The spaces must be in licensed care and priority is to be given to public or not-for-profit spaces, but the agreement does not leave private, for-profit centres out entirely.

At least one fifth of Ontario's child-care spaces are run by private, for-profit corporations, and some of the highest fees are charged in the province.

The Canadian Centre for Policy Alternatives also reported that in 2019, Toronto had the highest median child-care fees for infants and toddlers, at $1,774 and $1,457 a month respectively. 

Preschool fees were highest in Iqaluit $1,213, followed by Oakville, Ont., at $1,210 and Toronto at $1,207.

In Quebec, which created a universal child-care program in 1997, parents paid a median of $179 a month across all age groups.

The federal government estimated last year that cutting fees to an average of $10 a day in Ontario would save an average of $7,300 per child.

Ontario is the last province or territory to join the national plan. Seven provinces and Yukon jumped on board in July and August, before the federal election was called. Alberta joined in November, New Brunswick and Northwest Territories in December, and Nunavut at the end of January.

When the Nunavut deal was finalized Ford said an agreement with his government was "very, very close" but it took two more months to get it done.

One of Ontario's biggest demands was an assurance the federal funding would not disappear after the initial five-year term, leaving provinces on the hook for very expensive programming.

There was already such a promise in the 2021 budget, which said the funding for this program after the initial five years would be $9 billion annually.

Provincial sources said they secured a sixth year of funding that gives Ontario "peace of mind" that the program won't end after the life of the deal.

Ontario also wanted credit or additional funding to account for its $3.6 billion, full-day kindergarten program for children ages four and five. It's one of the few provinces to have that, but Families Minister Karina Gould, who negotiated the deal for the federal government, was adamant that kindergarten was outside the scope of the negotiations.

Ottawa allotted each province a per-capita share of the budgeted funding for the child-care agreements based on the population of children in each province. That amounts to $10.2 billion for Ontario.

The deals share the aim of fees being an average of $10 a day by the end of the 2025-26 fiscal year, with an initial cut to fees of 50 per cent this year. But they also reflect the reality of individual provinces existing child-care programs, including in Quebec.

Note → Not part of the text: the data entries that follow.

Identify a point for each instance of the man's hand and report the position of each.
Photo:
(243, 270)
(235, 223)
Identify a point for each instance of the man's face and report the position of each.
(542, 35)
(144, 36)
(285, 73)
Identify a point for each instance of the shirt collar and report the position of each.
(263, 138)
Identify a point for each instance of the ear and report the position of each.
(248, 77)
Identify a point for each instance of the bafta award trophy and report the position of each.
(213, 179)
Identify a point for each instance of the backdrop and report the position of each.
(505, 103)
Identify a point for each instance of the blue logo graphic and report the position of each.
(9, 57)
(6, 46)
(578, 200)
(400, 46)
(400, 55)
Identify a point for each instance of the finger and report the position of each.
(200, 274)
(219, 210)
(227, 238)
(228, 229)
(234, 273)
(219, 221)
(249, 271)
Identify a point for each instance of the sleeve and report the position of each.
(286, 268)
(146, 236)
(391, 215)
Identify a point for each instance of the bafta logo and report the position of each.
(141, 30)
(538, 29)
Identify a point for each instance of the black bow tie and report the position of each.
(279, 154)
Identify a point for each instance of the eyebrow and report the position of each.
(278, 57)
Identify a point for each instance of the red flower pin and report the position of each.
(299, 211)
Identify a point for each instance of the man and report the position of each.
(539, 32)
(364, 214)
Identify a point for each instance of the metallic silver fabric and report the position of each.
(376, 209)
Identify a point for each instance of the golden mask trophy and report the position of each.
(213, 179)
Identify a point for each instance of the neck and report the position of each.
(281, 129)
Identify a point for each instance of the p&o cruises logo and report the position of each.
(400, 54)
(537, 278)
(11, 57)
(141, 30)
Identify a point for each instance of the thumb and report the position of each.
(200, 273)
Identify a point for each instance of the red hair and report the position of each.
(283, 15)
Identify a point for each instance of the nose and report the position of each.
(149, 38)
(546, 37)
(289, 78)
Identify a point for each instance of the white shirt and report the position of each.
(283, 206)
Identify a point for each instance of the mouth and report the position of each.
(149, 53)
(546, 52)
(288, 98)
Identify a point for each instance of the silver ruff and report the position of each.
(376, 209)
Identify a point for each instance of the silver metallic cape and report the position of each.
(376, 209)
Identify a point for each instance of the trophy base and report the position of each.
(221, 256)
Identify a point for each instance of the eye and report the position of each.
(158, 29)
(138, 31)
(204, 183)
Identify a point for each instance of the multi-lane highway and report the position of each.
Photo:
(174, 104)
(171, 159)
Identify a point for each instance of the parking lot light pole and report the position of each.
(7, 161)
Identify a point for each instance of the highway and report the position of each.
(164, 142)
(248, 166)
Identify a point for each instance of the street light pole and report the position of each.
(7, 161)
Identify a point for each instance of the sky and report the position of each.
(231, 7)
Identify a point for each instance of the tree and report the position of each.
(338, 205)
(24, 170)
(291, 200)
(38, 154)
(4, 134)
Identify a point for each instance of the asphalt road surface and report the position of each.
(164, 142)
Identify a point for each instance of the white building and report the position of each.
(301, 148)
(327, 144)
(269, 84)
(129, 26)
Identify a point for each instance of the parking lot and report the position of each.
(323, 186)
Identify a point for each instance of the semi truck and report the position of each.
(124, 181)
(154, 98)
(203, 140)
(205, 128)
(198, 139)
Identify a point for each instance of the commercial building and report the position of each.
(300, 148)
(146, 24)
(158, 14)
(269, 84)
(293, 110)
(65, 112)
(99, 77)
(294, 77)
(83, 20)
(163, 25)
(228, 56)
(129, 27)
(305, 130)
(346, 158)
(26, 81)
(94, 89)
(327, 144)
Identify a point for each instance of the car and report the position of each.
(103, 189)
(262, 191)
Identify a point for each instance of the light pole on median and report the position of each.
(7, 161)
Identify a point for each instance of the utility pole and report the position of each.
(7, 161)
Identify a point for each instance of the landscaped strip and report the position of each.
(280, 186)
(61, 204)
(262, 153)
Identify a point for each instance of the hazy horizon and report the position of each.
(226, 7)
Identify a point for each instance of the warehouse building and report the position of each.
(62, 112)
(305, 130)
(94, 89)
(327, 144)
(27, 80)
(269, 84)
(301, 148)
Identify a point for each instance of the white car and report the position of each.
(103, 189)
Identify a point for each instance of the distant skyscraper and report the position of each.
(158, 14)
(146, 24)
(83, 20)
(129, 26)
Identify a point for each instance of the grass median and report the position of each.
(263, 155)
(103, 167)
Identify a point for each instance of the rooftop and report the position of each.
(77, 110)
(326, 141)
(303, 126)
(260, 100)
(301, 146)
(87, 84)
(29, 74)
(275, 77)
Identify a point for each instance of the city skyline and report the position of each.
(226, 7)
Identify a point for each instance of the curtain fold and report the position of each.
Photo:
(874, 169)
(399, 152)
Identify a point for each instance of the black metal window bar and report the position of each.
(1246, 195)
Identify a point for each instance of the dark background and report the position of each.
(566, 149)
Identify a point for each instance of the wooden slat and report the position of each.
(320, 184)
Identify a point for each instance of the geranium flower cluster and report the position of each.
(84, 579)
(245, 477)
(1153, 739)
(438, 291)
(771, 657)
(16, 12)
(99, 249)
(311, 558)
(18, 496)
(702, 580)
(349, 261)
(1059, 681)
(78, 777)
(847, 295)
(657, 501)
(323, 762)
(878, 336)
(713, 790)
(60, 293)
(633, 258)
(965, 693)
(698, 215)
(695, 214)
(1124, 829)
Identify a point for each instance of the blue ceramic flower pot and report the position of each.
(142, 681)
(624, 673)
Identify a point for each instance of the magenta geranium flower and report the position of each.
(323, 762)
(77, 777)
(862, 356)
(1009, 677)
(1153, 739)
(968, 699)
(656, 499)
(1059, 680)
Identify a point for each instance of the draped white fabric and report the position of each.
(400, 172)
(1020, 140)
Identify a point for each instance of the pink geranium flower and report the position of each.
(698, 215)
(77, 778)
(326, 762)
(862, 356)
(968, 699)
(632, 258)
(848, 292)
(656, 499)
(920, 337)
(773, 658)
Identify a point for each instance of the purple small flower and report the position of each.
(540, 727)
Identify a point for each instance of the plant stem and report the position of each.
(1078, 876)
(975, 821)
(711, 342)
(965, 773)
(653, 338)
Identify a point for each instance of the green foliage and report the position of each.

That province already has $8.50 per day spaces in regulated child-care centres, so its agreement was largely to expand and help fund that program, including 22,000 more spaces in it.

Across the board, the deals should add more than 250,000 subsidized, licensed child-care spaces across Canada within the next four years.

The federal official also said Gould has heard from more than one province that they are struggling to pay for expansions needed so child care centres can accommodate additional children. Discussions about funding child care infrastructure may be next but are not part of this deal, they said.

Susan Prentice, a sociology professor at the University of Manitoba and a member of the federal expert panel on early learning and child care, said making child care more affordable is a huge deal for parents.

She said that for some parents, it will open up the possibility of being able to afford child care at all.

But the cost is only one part of the puzzle of ensuring accessible, safe and quality child care, Prentice said and implementation will be key.

"A deal alone is just the first step."